Kilimnik’s ineptitude as a painter hardly matters, because she never really stopped making installations: in her exhibitions, she subordinates each painting to the ensemble, typically with weird and dazzling results. Kilimnik’s most recent exhibition at 303 included roughly seventy works from 2000 to the present, a not-insignificant number of which were also in her last show at the gallery, in 2016. But even the new works elicited a sense of déjà vu. Six of the seven paintings dated 2019 were in fact printed canvas-based reproductions of her previous paintings, now embellished with rhinestones and crystals.

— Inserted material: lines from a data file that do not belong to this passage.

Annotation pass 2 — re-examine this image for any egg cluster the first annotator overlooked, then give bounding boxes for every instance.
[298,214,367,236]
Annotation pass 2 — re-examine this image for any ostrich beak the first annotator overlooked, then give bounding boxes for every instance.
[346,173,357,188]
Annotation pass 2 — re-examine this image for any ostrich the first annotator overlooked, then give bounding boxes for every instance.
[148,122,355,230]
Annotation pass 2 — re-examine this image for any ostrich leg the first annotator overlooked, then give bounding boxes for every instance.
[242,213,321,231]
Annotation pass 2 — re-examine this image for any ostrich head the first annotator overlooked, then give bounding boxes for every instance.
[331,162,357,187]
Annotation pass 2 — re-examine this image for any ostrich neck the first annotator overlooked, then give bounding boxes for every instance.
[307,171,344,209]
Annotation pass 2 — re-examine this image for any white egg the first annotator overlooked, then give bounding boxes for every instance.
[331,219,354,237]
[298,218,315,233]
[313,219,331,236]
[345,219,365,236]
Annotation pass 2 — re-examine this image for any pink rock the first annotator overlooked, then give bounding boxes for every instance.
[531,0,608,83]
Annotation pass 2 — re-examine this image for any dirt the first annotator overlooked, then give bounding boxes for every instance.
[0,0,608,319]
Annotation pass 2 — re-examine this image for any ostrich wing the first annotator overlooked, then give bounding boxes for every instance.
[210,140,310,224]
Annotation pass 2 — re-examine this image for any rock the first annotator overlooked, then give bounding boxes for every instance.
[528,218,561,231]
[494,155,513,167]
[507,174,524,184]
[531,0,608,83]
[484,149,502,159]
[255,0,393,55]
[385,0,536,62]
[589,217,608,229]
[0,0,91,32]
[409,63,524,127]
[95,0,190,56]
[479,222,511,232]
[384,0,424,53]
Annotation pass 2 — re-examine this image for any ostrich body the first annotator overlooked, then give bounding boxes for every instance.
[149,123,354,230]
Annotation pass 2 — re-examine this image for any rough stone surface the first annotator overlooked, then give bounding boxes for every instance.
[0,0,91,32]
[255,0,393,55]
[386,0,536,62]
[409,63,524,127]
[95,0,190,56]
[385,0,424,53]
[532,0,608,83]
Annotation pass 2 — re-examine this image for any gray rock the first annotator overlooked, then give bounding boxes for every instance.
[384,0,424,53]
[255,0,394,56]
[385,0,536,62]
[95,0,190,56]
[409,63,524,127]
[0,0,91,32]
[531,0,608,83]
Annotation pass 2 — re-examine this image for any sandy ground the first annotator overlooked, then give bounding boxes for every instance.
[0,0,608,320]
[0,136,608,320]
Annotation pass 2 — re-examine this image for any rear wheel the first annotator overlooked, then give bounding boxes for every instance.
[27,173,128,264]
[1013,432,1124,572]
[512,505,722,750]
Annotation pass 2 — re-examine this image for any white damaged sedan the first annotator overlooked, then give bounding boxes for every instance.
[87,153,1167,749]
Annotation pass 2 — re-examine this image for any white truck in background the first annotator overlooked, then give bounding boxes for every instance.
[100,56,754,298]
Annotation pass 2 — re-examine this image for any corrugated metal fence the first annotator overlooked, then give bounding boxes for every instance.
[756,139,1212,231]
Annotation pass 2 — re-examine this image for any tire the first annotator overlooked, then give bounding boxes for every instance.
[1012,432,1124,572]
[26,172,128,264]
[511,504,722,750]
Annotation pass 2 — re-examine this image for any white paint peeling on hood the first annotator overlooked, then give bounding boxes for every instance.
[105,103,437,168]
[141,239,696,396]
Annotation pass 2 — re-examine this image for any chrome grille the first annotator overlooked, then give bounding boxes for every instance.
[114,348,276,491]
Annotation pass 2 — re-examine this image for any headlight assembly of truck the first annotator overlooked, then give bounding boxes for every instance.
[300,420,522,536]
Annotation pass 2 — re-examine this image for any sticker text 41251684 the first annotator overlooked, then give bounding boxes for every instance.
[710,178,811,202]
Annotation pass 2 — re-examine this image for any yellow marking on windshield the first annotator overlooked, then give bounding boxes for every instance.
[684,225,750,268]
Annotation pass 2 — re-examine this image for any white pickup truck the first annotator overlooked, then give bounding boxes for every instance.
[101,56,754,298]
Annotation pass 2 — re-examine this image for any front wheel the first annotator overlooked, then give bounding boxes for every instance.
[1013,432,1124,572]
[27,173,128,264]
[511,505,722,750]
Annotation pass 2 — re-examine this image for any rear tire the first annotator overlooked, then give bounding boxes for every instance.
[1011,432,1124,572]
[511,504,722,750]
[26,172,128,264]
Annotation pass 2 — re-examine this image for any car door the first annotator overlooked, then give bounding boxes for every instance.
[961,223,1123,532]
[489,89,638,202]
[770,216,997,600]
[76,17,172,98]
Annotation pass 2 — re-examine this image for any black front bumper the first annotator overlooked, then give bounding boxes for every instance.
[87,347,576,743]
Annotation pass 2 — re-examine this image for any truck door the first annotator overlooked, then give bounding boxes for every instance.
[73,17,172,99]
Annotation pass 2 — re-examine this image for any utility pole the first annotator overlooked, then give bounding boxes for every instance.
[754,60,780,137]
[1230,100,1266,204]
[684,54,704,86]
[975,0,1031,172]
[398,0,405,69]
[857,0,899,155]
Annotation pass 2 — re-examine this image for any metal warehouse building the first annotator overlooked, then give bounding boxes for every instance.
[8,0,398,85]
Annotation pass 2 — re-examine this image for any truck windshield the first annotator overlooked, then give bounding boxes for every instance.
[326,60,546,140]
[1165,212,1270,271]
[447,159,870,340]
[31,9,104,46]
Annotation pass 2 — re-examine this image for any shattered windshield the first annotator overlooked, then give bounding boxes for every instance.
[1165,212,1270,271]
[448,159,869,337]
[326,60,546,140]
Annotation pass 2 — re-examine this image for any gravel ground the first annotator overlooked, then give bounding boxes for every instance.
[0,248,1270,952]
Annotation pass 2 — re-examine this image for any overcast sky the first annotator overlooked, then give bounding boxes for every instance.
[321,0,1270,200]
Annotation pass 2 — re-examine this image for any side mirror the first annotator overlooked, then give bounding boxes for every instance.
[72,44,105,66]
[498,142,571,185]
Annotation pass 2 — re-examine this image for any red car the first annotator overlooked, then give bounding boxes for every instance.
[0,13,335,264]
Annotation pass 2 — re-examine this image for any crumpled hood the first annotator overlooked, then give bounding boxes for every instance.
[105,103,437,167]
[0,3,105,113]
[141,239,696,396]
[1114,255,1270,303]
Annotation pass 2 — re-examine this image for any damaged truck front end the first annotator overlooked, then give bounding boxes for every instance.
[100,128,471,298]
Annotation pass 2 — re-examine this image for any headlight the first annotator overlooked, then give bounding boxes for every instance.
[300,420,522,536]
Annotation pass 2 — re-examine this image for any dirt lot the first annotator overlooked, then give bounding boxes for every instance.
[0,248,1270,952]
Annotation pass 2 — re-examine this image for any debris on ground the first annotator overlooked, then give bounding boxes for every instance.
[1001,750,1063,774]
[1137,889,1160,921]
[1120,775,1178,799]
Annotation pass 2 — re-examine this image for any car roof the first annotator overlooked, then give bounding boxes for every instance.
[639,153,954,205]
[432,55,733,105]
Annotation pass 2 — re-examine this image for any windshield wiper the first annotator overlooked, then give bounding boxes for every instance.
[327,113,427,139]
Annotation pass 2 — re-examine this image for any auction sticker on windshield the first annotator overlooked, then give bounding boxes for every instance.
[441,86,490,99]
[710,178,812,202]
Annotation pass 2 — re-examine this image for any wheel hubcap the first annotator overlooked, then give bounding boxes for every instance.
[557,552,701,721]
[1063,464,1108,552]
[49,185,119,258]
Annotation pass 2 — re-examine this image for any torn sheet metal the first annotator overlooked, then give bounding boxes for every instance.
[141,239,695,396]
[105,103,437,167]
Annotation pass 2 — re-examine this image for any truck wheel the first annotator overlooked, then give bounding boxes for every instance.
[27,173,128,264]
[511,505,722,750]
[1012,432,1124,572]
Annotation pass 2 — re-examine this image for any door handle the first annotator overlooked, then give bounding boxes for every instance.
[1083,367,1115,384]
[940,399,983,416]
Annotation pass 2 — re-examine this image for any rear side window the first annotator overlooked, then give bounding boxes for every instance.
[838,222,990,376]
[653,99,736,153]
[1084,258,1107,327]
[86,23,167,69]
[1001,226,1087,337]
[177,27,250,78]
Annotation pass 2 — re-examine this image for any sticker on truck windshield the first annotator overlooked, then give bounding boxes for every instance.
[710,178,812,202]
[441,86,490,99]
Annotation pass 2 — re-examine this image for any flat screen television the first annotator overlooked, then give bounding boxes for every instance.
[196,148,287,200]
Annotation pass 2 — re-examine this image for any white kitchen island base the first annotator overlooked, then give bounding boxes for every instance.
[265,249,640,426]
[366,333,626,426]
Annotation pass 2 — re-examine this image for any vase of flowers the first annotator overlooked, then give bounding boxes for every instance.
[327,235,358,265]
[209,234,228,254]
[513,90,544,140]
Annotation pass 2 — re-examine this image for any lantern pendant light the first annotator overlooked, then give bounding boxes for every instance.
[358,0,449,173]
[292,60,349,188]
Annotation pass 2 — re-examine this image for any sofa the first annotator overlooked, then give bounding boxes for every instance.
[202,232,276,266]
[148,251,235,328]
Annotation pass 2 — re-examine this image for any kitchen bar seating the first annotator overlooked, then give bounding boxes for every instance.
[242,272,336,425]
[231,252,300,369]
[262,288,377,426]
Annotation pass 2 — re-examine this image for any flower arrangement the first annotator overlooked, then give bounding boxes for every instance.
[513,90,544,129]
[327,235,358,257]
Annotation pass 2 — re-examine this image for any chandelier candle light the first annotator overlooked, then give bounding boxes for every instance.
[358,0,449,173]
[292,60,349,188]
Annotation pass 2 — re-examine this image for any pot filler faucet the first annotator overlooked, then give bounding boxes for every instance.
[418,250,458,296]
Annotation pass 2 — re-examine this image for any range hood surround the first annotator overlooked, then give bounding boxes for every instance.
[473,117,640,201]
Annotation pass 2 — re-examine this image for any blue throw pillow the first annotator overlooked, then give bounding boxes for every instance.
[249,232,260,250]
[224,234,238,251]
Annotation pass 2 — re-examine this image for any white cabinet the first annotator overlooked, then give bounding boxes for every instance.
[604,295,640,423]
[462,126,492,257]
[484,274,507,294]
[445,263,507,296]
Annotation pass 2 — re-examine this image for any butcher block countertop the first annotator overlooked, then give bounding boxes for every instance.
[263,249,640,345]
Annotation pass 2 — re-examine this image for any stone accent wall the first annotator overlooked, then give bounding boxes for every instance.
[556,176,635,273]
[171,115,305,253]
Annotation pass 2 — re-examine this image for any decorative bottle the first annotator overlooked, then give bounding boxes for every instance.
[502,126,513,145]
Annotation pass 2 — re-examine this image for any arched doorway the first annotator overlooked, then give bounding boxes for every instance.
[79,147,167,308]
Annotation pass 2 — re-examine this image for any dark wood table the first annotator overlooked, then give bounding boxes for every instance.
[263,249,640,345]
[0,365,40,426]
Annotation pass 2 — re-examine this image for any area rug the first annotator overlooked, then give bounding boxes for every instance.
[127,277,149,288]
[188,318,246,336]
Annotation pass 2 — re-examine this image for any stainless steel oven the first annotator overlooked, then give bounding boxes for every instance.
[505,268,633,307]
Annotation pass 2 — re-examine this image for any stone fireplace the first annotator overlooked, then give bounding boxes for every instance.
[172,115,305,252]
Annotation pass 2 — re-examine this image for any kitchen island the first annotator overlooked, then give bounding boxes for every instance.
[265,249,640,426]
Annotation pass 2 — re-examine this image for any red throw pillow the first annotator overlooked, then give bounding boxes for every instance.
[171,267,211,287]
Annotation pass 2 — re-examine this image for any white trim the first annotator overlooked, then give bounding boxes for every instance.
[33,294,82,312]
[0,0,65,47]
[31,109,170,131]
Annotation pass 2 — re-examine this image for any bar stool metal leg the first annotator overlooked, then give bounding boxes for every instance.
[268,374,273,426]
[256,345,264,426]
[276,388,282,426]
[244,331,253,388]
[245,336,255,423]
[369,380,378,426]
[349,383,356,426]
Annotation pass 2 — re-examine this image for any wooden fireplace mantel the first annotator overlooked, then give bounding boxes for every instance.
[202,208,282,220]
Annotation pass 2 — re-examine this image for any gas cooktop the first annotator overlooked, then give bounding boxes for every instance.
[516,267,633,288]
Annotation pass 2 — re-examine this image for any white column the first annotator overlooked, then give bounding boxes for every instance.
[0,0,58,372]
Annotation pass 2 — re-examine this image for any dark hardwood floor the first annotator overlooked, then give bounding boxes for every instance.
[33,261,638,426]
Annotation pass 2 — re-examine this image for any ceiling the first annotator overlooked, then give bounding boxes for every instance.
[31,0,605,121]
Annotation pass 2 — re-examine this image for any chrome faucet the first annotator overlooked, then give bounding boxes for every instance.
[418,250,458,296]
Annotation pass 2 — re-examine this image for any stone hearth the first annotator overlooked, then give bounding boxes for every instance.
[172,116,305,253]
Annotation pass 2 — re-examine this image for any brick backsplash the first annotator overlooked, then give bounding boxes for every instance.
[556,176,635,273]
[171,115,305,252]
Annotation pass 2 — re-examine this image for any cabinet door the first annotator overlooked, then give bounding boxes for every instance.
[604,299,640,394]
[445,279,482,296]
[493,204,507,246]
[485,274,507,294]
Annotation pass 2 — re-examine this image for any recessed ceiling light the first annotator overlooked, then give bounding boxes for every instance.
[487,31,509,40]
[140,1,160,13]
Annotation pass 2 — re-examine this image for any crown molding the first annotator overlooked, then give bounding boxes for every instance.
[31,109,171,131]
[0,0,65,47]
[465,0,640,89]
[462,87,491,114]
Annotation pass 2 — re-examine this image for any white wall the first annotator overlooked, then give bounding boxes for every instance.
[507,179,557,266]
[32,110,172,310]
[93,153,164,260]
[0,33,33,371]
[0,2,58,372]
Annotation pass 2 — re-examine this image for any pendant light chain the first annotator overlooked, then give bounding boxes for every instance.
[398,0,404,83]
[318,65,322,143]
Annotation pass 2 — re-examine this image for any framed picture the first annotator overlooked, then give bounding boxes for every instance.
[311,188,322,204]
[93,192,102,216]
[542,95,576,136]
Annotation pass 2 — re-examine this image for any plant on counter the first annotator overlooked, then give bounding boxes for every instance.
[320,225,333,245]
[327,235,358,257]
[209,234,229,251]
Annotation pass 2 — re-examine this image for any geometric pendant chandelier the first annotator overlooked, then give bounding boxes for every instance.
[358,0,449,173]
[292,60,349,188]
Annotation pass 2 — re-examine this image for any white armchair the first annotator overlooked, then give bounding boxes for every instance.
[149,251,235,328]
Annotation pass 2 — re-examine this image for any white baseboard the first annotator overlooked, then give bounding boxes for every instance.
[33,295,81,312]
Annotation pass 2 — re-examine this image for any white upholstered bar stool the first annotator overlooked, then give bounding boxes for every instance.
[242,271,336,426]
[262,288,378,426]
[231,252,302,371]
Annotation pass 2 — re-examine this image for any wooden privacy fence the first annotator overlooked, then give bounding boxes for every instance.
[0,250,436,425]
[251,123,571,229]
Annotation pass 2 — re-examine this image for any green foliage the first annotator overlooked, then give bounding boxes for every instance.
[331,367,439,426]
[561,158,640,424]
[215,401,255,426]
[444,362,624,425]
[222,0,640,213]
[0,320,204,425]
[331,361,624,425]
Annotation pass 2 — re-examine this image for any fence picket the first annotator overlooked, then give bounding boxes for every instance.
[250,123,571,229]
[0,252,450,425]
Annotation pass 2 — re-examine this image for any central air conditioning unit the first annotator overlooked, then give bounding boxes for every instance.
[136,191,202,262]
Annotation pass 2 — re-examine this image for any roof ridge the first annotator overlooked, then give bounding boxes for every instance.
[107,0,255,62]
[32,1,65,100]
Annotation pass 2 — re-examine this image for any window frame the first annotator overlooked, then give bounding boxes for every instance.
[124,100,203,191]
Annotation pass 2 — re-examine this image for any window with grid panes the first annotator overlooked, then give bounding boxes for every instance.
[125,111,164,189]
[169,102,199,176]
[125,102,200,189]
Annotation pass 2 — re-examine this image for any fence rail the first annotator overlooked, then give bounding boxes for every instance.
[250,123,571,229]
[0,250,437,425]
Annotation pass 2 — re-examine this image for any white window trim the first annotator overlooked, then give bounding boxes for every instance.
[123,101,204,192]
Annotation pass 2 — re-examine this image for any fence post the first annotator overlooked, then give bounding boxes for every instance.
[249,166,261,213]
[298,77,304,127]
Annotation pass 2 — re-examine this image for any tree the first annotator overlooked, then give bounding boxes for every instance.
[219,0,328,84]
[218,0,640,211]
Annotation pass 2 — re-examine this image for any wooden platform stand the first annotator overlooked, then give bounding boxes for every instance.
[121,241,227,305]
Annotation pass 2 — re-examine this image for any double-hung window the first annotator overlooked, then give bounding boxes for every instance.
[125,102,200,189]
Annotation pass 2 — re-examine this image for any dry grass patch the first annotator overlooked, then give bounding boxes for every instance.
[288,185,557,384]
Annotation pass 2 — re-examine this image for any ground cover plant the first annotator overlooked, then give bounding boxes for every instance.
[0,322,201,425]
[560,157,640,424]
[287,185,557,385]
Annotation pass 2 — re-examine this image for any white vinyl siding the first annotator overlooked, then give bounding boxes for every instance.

Small paintings, ornately framed collages, and photographs were hung salon-style—excuse me, in the “Petersburger style,” per the press release—in associative groupings accompanied by extravagant placards tied to gilt hooks with satin bows. The first group evoked the English pastoral, with a portrait of a stately hunting dog done in the manner of George Stubbs (the well-groomed worrywart out hunting, 2019) inserted into an array of photographs of cows, sheep, and big, blooming roses in the Cotswolds, and xeroxes of television and movie stills showing scenes of baronial camp. Another group, a cluster of eighteen paintings arranged in a loose pyramid formation, took up the diaphanous classicism of the French Rococo: pastel chateaux under bright blue skies, a pair of seashell tondi, the gilt insignia of the Roman god Mars looming over a landscape, as if it had flown right off the walls at Versailles. The goddesses Artemis & Ceres return to their niches to sleep after a hard day’s work (2016) imagines a pleasure garden at dusk, a sprinkle of diamond dust reinforcing the mystical animacy ascribed to the sketched forms of two goddess statues.
It would be easy to dismiss Kilimnik as a twenty-first-century pompier playing escapist dress-up. But one set of works disturbed the atmosphere of light fantasy. A video titled The World at War (2018), a supercut of scenes from World War II films featuring troops singing patriotic anthems, played on a monitor that hung in an ostentatious gilt frame, flanked by paintings of chinoiserie tapestries and patterned porcelain. Leveling the distinction between military pomp and elegant ornament, the juxtaposition makes clear that Kilimnik understands the coercive force of the decorative: its ability to paper over social fissures, naturalize hierarchy, and recast the filthy misery of the trenches into a righteous cause.
This article appears under the title “Karen Kilimnik” in the January 2020 issue, pp. 76–77.